To read more about UK Industrial Production, visit the official website that releases it. The link is Home: UK National Statistics Publication Hub
I highly recommend you see the history of this indicator and charts of how it affected GBP/USD and other currencies
The trigger for this indicator is 2.0. This means that if UK Industrial Production comes out at 2.4 or more, GBP/USD will probably go up by 30 pips or more in the first 45 minutes of the report. If it comes out at -1.6 or more negative, GBP/USD will probably go down by 30 pips or more in the first 45 minutes of the report. The reason why I recommend such big trigger is because this is very unreliable report to trade but if such bigger trigger is hit, chances are it will work. Most likely it will be a no trade, however.
We will also have UK Manufacturing Production, both m/m and y/y coming out and UK Industrial Production y/y. If they conflict, I recommend skipping the trade, but most likely they won't conflict.
Obviously, the bigger the difference between expected and actual numbers, the bigger will be the move.

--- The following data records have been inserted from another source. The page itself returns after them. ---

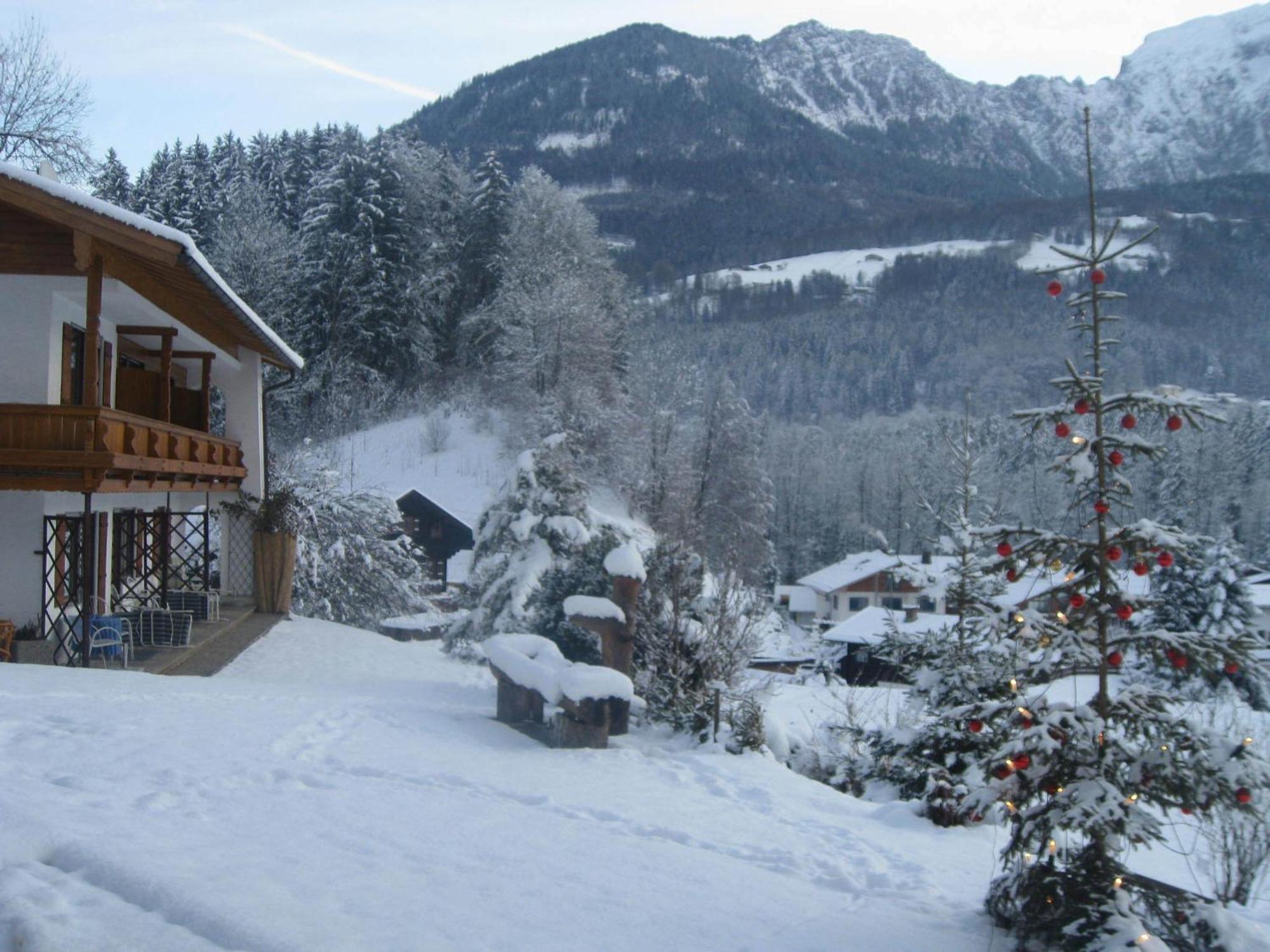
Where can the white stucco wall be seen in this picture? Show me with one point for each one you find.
(21, 564)
(32, 313)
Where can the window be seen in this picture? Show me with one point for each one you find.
(73, 366)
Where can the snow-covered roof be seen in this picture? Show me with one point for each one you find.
(190, 255)
(871, 625)
(862, 565)
(801, 597)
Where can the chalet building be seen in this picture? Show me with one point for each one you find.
(876, 581)
(120, 341)
(436, 531)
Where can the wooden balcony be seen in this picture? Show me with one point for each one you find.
(97, 450)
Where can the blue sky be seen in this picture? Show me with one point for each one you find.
(162, 69)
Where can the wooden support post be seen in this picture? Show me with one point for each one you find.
(92, 333)
(166, 383)
(206, 421)
(87, 579)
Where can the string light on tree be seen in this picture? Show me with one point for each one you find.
(1065, 899)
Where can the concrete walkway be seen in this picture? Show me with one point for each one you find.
(208, 658)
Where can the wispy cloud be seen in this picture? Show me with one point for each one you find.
(332, 65)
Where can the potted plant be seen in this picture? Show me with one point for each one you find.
(274, 521)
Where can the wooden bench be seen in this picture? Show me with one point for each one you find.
(531, 673)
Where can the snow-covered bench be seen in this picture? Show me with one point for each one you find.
(531, 672)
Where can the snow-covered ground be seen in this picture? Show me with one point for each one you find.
(338, 790)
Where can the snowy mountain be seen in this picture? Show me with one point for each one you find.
(1191, 103)
(700, 154)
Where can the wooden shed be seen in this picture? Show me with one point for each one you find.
(436, 531)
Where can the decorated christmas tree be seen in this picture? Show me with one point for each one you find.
(1086, 767)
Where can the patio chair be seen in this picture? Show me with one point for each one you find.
(163, 628)
(110, 637)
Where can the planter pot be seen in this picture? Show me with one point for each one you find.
(275, 572)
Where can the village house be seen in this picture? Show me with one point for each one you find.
(131, 408)
(868, 581)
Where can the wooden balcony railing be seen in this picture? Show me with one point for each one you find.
(97, 450)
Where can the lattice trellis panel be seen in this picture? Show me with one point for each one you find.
(64, 587)
(238, 563)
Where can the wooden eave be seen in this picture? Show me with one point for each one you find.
(43, 234)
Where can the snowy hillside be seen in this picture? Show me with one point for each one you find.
(864, 266)
(337, 790)
(462, 477)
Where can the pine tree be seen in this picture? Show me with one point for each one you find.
(1084, 780)
(959, 666)
(111, 182)
(539, 524)
(487, 228)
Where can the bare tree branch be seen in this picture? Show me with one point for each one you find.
(43, 105)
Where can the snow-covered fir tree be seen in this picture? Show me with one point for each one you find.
(111, 181)
(939, 758)
(539, 524)
(1083, 779)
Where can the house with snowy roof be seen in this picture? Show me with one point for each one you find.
(878, 581)
(131, 407)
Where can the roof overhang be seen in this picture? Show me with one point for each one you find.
(69, 228)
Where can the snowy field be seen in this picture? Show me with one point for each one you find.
(864, 266)
(338, 790)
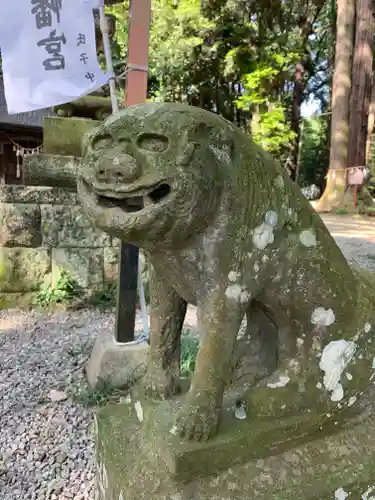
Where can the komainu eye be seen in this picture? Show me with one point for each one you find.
(102, 142)
(152, 142)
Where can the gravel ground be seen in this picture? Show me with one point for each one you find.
(46, 445)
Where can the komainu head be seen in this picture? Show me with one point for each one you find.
(153, 174)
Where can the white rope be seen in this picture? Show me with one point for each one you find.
(115, 108)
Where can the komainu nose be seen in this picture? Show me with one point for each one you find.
(118, 170)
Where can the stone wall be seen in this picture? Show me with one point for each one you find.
(43, 229)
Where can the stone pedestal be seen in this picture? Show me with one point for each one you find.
(120, 365)
(145, 461)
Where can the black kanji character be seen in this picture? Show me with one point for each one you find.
(53, 47)
(84, 58)
(43, 9)
(81, 39)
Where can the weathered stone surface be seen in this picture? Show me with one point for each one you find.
(135, 460)
(120, 365)
(64, 226)
(225, 228)
(111, 260)
(24, 269)
(93, 107)
(62, 136)
(34, 194)
(20, 225)
(84, 265)
(49, 170)
(17, 300)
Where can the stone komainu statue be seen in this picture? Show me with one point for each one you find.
(226, 229)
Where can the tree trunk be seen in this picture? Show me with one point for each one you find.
(336, 177)
(371, 122)
(298, 96)
(361, 83)
(361, 95)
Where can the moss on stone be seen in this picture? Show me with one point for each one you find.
(63, 136)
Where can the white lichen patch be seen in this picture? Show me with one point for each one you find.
(281, 382)
(232, 276)
(279, 182)
(368, 492)
(322, 317)
(237, 293)
(245, 296)
(352, 400)
(263, 236)
(335, 357)
(341, 494)
(308, 238)
(138, 410)
(240, 413)
(233, 292)
(174, 430)
(271, 218)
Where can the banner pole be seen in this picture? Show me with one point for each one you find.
(130, 273)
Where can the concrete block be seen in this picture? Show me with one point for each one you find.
(118, 364)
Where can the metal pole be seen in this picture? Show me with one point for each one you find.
(129, 266)
(136, 92)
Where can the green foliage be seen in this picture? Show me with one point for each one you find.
(314, 158)
(63, 292)
(100, 396)
(238, 59)
(189, 351)
(105, 297)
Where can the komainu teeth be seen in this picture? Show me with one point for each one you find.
(147, 200)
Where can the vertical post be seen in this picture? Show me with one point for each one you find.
(136, 92)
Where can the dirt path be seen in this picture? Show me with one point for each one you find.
(355, 235)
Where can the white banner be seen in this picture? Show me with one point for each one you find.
(48, 52)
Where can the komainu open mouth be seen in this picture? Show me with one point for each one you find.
(134, 203)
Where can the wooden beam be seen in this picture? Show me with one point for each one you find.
(136, 92)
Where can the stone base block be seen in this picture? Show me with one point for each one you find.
(118, 364)
(143, 460)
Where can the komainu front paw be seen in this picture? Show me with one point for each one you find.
(198, 420)
(159, 384)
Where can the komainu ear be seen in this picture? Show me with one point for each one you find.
(87, 139)
(205, 135)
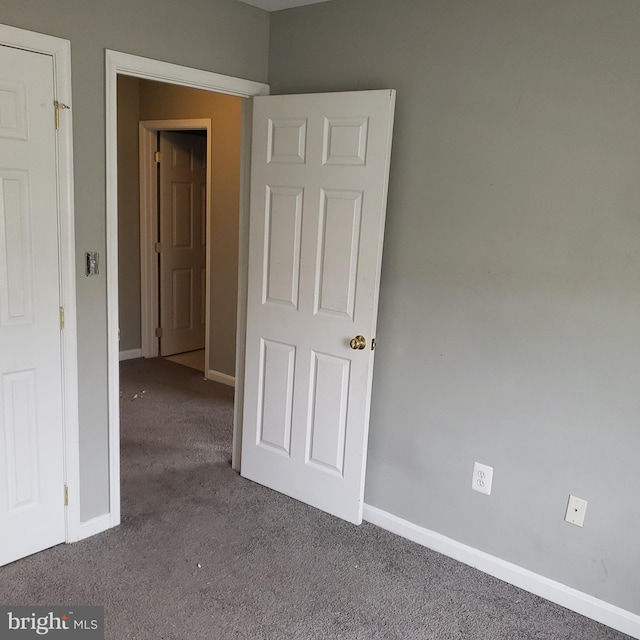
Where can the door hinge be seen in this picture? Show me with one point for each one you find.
(58, 106)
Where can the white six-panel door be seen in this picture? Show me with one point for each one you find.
(31, 415)
(319, 174)
(183, 188)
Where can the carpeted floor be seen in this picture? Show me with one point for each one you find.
(203, 554)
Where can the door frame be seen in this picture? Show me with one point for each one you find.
(118, 63)
(149, 273)
(60, 50)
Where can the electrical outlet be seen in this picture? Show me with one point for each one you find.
(576, 509)
(482, 478)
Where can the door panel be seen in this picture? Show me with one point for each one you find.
(318, 197)
(183, 241)
(31, 417)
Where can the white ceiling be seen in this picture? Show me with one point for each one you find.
(276, 5)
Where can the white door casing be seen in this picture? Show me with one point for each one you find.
(319, 174)
(32, 513)
(183, 256)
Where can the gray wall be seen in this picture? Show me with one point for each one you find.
(147, 100)
(510, 300)
(224, 36)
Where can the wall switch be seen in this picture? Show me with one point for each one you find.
(482, 478)
(576, 508)
(91, 263)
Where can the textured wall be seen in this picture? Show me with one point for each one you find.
(510, 297)
(223, 36)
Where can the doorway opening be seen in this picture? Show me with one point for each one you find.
(124, 65)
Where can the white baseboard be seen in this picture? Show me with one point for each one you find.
(131, 354)
(216, 376)
(565, 596)
(95, 525)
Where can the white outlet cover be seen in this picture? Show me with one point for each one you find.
(576, 509)
(482, 478)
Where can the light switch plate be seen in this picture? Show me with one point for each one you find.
(482, 478)
(576, 509)
(91, 263)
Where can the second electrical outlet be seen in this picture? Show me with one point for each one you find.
(482, 478)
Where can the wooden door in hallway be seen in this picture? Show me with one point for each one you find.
(183, 242)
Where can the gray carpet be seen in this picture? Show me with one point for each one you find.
(203, 554)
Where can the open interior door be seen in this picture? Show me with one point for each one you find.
(319, 174)
(32, 512)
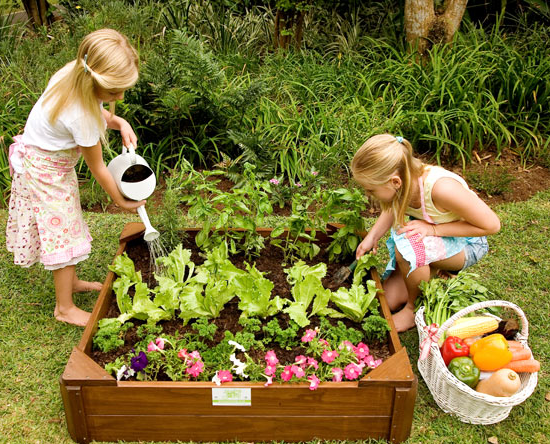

To read the after-spike retracement strategy for this report
When trading UK Industrial Production, I recommend that you open and close your trades within the first 45 minutes of the report, because after 45 minutes, there will be other non-related market forces that will be affecting the currency pair.
With UK Industrial Production, there are generally two waves that you could ride and make money with.
The first wave is when the currency starts going up or down right after the release of the number.
The second wave is when the currency reaches its initial top or bottom price, then retraces, and makes another run for the high or low price.
Please look at this Industrial Production GBP/USD chart: Forex news trading currency exchange charts
you can see, the Industrial Production came out higher than expected, GBP/USD moved up by 40 pips, then retraced to the pre-release price, and went up again by another 30 pips. All of this happened within the first 30 minutes of the report.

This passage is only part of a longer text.